What’s a Nice Girl Like Your Doing in a Place Like This? (1963) (10 min) – Algernon (Zeph Michaelis), also known as Harry, fancies himself a writer. He is obsessed by a picture of a man in a boat on a lake and brings it back to his apartment. Scorsese is obsessed by the French New Wave here. He uses techniques that play with the medium to tell this story, like many a young filmmaker of the era who was inspired by the movement and its aesthetics.
The video has been given a 1080p/MPEG-4 AVC encoded transfer presenting all the films in their original aspect ratio of 1.33:1. The liner notes state, “The new digital transfers of Italianamerican and American Boy were created in 4K resolution on a Lasergraphics Director film scanner from the 16 mm negative A/B rolls. The Big Shave, It’s Not Just You, Murray!, and What’s a Nice Girl Like Your Doing in a Place Like This? were created in 4K resolution from the original 16 mm reversal A/B rolls.
On the three color films, colors appear in solid hues. The red blood against the white porcelain from The Big Shave really pops. The blacks in the b/w films are inky. All five films offer a slightly sharp focus and good texture details. The quintet also feature a lot of film grain due to the sources. All the films have clean images except for the archival material, as in Italianamerican.
Regarding the LPCM Mono,“The original monaural soundtracks for Italianamerican and American Boy were remastered from 35 mm magnetic tracks. The original monaural soundtrack for The Big Shave was remastered from 16 mm magnetic tracks. The original monaural soundtracks for It’s Not Just You, Murray! and What’s a Nice Girl Like You Doing in a Place Like This? were remastered from 16 mm optical soundtrack positives. Clicks, thumps, hiss, hum, and crackle were manually removed using Pro Tools HD and iZotope RX. The dialogue on the four films is clear. The audio for the two documentaries sounds clean. There is noticeable hiss on the three shorts an additional slight and inevitable crackle on Berigan’s “I Can’t Get Started”.
The Director-Approved Special Features include:
- Martin Scorsese and Farran Smith Nehme (44 min) – Recorded in 2020, Scorsese talks about his life and his influences.

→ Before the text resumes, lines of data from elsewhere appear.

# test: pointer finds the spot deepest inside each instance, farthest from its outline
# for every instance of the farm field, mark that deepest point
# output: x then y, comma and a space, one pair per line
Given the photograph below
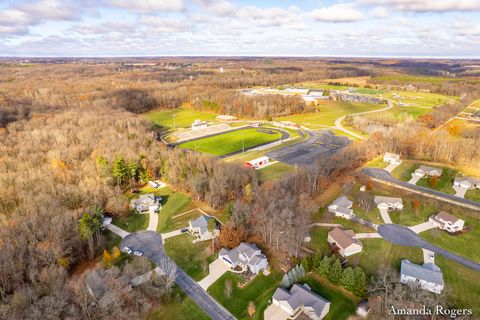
328, 112
183, 117
229, 142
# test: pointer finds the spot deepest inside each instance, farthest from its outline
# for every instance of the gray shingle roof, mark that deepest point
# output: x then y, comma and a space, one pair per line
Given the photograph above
428, 272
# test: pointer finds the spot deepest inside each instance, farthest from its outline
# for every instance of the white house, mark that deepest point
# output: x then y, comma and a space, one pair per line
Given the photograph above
391, 158
388, 203
199, 124
428, 277
300, 299
246, 255
199, 228
345, 241
258, 163
146, 202
426, 171
467, 182
342, 207
446, 221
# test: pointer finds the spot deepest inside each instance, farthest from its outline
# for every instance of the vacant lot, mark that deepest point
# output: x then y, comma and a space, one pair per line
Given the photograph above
229, 142
182, 118
259, 290
188, 255
328, 112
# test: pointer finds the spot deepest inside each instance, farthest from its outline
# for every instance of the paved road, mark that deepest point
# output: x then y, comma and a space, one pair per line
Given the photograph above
405, 237
386, 177
151, 244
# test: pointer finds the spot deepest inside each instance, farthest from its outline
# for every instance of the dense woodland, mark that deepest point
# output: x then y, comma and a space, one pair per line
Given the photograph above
69, 132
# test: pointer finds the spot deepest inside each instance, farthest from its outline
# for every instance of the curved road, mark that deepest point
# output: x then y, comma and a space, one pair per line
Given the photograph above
151, 244
405, 237
386, 177
338, 122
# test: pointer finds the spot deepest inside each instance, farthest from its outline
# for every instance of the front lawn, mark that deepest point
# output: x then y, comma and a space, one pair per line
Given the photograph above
444, 183
189, 256
343, 303
133, 222
260, 290
232, 141
180, 308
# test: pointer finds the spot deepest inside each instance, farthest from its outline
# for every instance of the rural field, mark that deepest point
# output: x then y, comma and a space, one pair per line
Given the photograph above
232, 141
328, 112
183, 117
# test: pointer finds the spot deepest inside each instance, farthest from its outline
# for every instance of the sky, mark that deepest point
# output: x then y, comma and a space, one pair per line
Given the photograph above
374, 28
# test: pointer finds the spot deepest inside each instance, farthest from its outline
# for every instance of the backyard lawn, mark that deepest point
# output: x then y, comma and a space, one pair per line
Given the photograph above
328, 112
232, 141
188, 255
183, 117
260, 290
343, 302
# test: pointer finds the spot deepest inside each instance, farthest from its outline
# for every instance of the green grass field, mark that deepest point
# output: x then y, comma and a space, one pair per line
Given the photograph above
188, 255
231, 141
329, 111
180, 308
183, 117
259, 290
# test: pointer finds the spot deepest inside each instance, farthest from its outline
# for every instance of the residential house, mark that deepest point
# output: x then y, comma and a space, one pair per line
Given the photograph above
146, 202
246, 255
199, 228
345, 241
446, 221
342, 207
199, 124
388, 203
391, 158
428, 276
467, 182
299, 299
426, 171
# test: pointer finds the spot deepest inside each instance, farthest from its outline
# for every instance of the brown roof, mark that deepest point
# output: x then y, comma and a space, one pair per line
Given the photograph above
343, 238
446, 217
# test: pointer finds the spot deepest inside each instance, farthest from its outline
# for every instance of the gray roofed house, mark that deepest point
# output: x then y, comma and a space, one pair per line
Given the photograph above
199, 228
428, 276
388, 203
300, 299
146, 202
467, 182
426, 171
246, 255
342, 207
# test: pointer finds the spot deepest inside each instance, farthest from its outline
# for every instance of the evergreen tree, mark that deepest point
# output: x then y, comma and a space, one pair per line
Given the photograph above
285, 281
347, 279
335, 271
360, 287
323, 268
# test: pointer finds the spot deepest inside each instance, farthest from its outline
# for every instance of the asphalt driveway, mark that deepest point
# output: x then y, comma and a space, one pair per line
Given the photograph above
405, 237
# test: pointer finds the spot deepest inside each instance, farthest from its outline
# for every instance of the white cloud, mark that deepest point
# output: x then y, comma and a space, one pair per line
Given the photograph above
427, 5
148, 5
342, 12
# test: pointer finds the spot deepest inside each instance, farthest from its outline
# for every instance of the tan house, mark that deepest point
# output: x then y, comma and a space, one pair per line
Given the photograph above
447, 222
345, 241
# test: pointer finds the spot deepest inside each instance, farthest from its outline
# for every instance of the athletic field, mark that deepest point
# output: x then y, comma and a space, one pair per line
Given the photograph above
232, 141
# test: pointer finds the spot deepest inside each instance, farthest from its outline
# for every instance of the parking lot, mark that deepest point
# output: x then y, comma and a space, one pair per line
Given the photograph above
320, 143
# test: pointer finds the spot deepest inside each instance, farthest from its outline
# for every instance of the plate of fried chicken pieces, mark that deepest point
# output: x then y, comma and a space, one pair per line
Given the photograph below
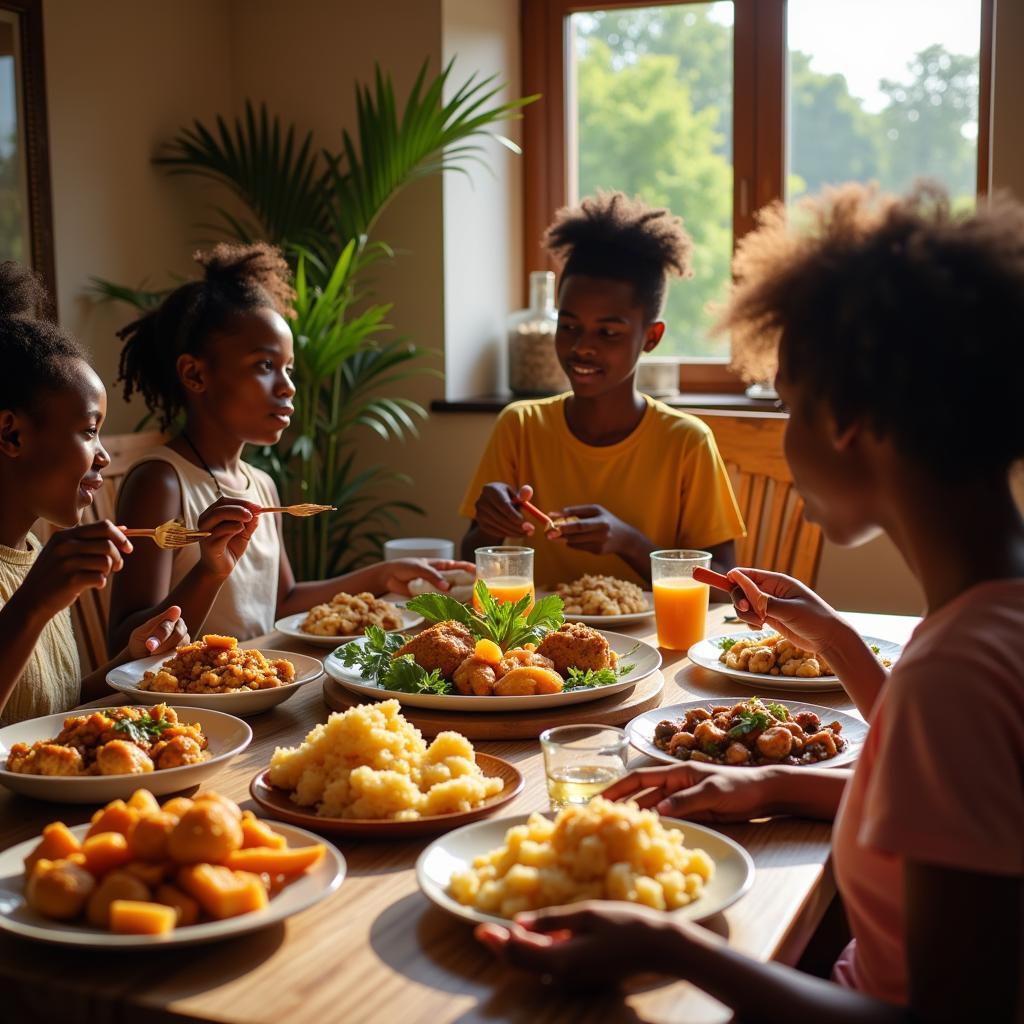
570, 665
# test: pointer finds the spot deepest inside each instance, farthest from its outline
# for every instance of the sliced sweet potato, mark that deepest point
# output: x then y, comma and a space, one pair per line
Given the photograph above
57, 842
221, 892
133, 916
256, 833
266, 859
104, 852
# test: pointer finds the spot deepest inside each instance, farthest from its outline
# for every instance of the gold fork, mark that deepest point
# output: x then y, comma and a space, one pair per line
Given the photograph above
172, 534
305, 509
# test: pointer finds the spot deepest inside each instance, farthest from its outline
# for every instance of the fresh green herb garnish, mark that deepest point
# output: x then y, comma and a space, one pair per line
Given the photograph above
507, 625
142, 730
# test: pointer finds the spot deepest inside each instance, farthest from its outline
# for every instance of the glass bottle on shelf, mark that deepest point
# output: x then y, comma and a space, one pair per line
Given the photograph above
534, 367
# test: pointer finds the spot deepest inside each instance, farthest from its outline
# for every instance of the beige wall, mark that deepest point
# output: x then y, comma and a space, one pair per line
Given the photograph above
123, 75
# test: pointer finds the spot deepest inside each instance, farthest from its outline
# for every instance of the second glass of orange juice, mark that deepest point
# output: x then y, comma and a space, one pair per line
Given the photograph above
680, 602
508, 571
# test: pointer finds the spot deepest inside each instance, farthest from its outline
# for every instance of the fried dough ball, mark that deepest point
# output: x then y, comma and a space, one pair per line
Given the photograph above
577, 645
58, 889
444, 646
207, 832
475, 678
120, 757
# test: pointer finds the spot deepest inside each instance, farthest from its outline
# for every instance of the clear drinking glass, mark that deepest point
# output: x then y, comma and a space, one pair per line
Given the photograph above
581, 761
680, 602
508, 571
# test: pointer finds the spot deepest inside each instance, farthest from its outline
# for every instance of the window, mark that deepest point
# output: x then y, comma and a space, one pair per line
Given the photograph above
716, 108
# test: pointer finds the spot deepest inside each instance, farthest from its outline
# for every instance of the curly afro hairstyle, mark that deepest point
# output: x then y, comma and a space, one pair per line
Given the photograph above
609, 235
35, 352
236, 280
900, 312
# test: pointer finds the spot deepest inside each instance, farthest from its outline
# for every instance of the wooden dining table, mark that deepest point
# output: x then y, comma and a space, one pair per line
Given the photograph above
376, 949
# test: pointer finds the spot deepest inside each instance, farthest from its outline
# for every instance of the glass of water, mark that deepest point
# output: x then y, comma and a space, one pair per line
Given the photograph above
581, 761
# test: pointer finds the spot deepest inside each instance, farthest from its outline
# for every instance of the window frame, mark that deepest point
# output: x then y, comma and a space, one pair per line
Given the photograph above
758, 121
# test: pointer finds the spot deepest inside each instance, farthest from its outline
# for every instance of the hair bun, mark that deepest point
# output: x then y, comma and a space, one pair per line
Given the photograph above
22, 293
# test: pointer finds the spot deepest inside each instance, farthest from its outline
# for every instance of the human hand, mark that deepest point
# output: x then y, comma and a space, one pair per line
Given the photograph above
589, 940
394, 578
230, 522
701, 793
787, 606
165, 632
594, 528
72, 561
498, 513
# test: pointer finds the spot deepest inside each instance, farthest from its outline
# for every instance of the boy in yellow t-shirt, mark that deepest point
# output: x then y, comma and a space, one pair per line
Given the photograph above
636, 474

- The Safdie Brothers and Ari Aster (25 min) – Recorded in 2020, the trio of filmmakers, and Scorsese fans, sing his praises as they discuss the five shorts.
- Scorsese on WNYC, 1970 (audio, 22 min) – From the public-radio station’s series Artists in the City, host Doris Freedman interviews Scorsese in conjunction with his curation of New York City’s first Movies in the Park series.
Scorsese Shorts is a must-own for fans of the director as it allows access to what were rarely seen early works. Also, there’s enough intriguing material for non-fans to see an artist finding his footing. Criterion delivers as pleasing a high-def presentation as one could expect considering the 16 mm sources and the special features are enjoyable conversations.